The Scottish seminary in Rome is looking to relocate closer to the city center next year, after determining that needed updates to the current building will not be cost-effective.
The Pontifical Scots College has been at its present location, about six miles north of Rome’s city center, since 1964. The move will be only the college’s fourth since it was founded in 1600.
According to a statement from the Scotland bishops’ conference, the seminary property will be put on the market early next year and “alternative suitable and affordable premises are being considered as a matter of priority.”
The current seminary campus required upgrading which the Scottish bishops determined to be beyond the resources of the conference to pay.

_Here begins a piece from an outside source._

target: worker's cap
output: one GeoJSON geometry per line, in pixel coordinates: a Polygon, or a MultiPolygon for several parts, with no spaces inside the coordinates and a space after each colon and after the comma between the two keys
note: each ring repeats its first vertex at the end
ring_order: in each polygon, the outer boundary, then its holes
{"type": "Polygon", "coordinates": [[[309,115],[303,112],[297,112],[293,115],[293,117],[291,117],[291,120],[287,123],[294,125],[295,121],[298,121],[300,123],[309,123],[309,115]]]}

About 20 students live at Scots College. Because they attend classes at pontifical universities in the center of Rome, a more central location for the college will allow them to spend less time commuting back and forth.

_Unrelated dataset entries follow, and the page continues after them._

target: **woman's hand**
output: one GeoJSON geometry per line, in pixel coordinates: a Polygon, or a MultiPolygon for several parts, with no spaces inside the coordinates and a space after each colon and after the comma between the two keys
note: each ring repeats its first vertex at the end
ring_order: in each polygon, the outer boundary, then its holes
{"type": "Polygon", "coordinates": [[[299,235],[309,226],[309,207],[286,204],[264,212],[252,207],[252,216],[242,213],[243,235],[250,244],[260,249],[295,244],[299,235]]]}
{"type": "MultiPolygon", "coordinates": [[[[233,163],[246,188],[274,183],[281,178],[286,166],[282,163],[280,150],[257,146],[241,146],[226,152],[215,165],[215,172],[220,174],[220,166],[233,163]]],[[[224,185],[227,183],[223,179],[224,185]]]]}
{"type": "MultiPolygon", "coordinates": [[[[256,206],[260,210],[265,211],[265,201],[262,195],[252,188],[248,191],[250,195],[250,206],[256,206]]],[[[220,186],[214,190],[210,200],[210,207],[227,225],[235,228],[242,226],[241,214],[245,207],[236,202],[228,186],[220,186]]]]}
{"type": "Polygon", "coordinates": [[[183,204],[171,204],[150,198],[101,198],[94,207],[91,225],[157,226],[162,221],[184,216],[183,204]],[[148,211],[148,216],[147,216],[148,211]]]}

The bishops “concluded that the sale of the building on the Via Cassia and relocation to a more central location is the best option for the formation needs of the community and for future provision,” the bishops’ statement said.
The Pontifical Scots College in Rome houses seminarians, priests doing post-graduate studies, formators, and religious sisters.
Last weekend, the college held 40 hours of Eucharistic adoration in its chapel, according to a post on Twitter.
The Pontifical Scots College was earlier this year the subject of an hour-long documentary on BBC Scotland.
When “Priest School” aired on 19 April it reached the highest audience percentage for a digital channel in Scotland.
The college was founded on 5 December 1600, as a place for young Scottish men to study for the priesthood while Scotland was under anti-Catholic laws.
Scots College continued to form men to serve as priests in Scotland over the next 400 years, only closing during the French invasion of Rome in 1798 and World War II.
The seminary spent the most years in a property located on Via Felice, now called Via delle Quattro Fontane, opposite the Palazzo Barberini, Italy’s main national gallery of older paintings. Scots College was there from 1604 until 1962.
St. Pope Paul VI opened the current building in 1964.